Когда мать опустила перед ней на подставку закипевший котёл - это означало, что первая партия пельменей сварилась, - девушка подняла голову и быстро глянула: здесь ли старуха. Старуха была здесь. Она сидела на своём постоянном месте, у толстого столба, подпирающего кровлю дома. Сгорбленная, съёжившаяся от холода, она являла собою жалкое зрелище. Но для девушки это зрелище было обычным, каждодневным и не вызывало в ней ни сердечной боли, ни жалости - ничего, кроме мимолётного чувства привычной симпатии. И поднимая котёл с аккуратно уложенными рядками сырых пельменей, чтобы мать поставила его на огонь, она окликнула старуху: "Эй, бабушка! Давай сюда посуду. Сейчас отсчитаю тебе сако-сай-мо
(4)".
- А?.. Что ты сказала, деточка? Я плохо слышу последнее время.
- Я сказала: неси свои миски. Пельмени сварились.
На этот раз старуха расслышала. Поднялась и склонилась над корзиной, вытаскивая миски, потом, не разгибая спины, подошла к девушке. Как заворожённая, с полуоткрытым ртом, красным от бетелевой жвачки, глядела она на глянцевитые, исходящие паром пельмени, провожая каждый взглядом.
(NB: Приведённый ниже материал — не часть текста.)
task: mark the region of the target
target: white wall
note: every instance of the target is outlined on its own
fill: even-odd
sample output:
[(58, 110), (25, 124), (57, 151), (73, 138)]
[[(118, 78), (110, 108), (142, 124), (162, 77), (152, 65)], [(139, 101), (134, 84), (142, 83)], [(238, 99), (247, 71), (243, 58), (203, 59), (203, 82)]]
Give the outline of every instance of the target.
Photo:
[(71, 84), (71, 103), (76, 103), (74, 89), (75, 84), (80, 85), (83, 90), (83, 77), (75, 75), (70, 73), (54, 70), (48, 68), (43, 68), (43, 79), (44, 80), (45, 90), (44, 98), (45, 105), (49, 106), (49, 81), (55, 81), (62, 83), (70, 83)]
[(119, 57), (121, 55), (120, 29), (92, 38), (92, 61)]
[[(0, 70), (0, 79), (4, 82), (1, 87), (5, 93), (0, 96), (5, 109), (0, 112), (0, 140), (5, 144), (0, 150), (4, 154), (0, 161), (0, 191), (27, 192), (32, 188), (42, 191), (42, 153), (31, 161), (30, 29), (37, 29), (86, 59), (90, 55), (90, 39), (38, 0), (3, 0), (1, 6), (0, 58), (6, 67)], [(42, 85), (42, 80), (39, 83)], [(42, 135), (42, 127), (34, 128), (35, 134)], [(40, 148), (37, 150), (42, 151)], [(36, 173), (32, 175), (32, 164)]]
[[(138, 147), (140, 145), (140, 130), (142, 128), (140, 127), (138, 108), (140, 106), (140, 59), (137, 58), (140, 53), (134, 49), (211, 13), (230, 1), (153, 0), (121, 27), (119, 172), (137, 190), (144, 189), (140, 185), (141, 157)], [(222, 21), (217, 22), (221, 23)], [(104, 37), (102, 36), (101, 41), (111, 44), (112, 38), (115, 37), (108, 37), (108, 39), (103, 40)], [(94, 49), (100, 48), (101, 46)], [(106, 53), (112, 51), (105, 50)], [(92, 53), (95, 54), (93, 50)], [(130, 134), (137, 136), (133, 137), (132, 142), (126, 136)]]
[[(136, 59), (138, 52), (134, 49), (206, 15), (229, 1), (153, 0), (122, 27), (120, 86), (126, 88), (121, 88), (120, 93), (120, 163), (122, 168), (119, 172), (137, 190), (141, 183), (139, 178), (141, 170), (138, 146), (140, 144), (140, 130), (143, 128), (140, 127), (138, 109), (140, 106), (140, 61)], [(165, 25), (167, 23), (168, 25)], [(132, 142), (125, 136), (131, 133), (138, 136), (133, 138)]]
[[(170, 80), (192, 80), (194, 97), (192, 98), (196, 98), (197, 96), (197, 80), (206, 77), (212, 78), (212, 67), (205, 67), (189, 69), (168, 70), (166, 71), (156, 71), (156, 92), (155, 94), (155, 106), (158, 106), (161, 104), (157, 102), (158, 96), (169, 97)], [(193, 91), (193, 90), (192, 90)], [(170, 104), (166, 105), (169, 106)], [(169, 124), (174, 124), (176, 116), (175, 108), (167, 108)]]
И вдруг спохватилась: "Нынче только пятьдесят, милая. Хочу отделаться пораньше, чтобы присмотреть что-нибудь для подношения монахам. Ведь завтра праздник!"
читать дальше Дочь оптовой торговки не отвечала. Она была занята делом, требующим скурпулёзного внимания. Отыскать посудинку с жиром (за ночь он застыл от холода); смазать кусочком его пельмени, чтобы тапиока не липла к рукам; отделить пельмени друг от друга; переложить в бабкину миску; не сбиться со счёта. Рукам было горячо, она поплевала на ладони. А что такого? Не ей есть эти пельмени!.. Миска скоро наполнилась. Девушка разровняла горку пельменей рукой, увенчала золотистыми дольками жареного чеснока, посыпала красным и зелёным жгучим перцем и протянула миску старухе. Та ухватилась за неё покрепче, чтобы гладкие края не выскользнули из ослабевших скрюченных пальцев, и зашаркала к корзине. И не удержалась, обернулась на ходу, прошамкала беззубым ртом: "А три сверх счёта, что вы мне даёте? Ты их положила?"
- Да уж не волнуйтесь, никто вас обманывать не собирается! А не верите, можете пересчитать!
Молодая девушка была весьма чувствительна ко всему, что затрагивало её особу.
- Что ты, что ты! У меня в мыслях нет такого, что ты можешь обмануть. Я только боялась, как бы ты не позабыла... - Старуха торопилась загладить свою ошибку, сок бетеля стекал тонкими струйками с уголков мятого старческого рта. - А коли ты не позабыла, то всё в порядке, будь благословенна милая. Раз положила, всё в порядке.
Она согнулась над корзиной, утвердила миску на плоддоне и, бормоча что-то себе под нос, как все старые люди, тут подправила, там подровняла, укрыла пельмени тряпьём. Тяжело подняла коромысло на плечи, с которых свисала залатанная фланелевая кофта, вся в пятнах от бетеля, и, потоптавшись на месте, как бы раскачиваясь, поплелась своей дорогой.
Восходящее солнце уже позолотило край неба, но ночной туман ещё не рассеялся, и холод пронизывал немощное тело до костей. Старуха старалась ступать осторожно. В такой холод всё глядело враждебно, всё причиняло боль, даже маленькие камешки, безжалостно впивающиеся в подошвы. А уж ей-то не привыкать ходить босой - ноги её никогда не знали обуви. Бабушка решила выбрать путь помягче и свернула к газону, тянущемуся полосой вдоль дороги. Внезапно раздавшийся за её спиной гудок автомобиля перепугал её насмерть. Она споткнулась, чуть не упала. Сердце замерло от ужаса. Автомобиль с грохотом промчался мимо, а она ещё долго не могла опомниться...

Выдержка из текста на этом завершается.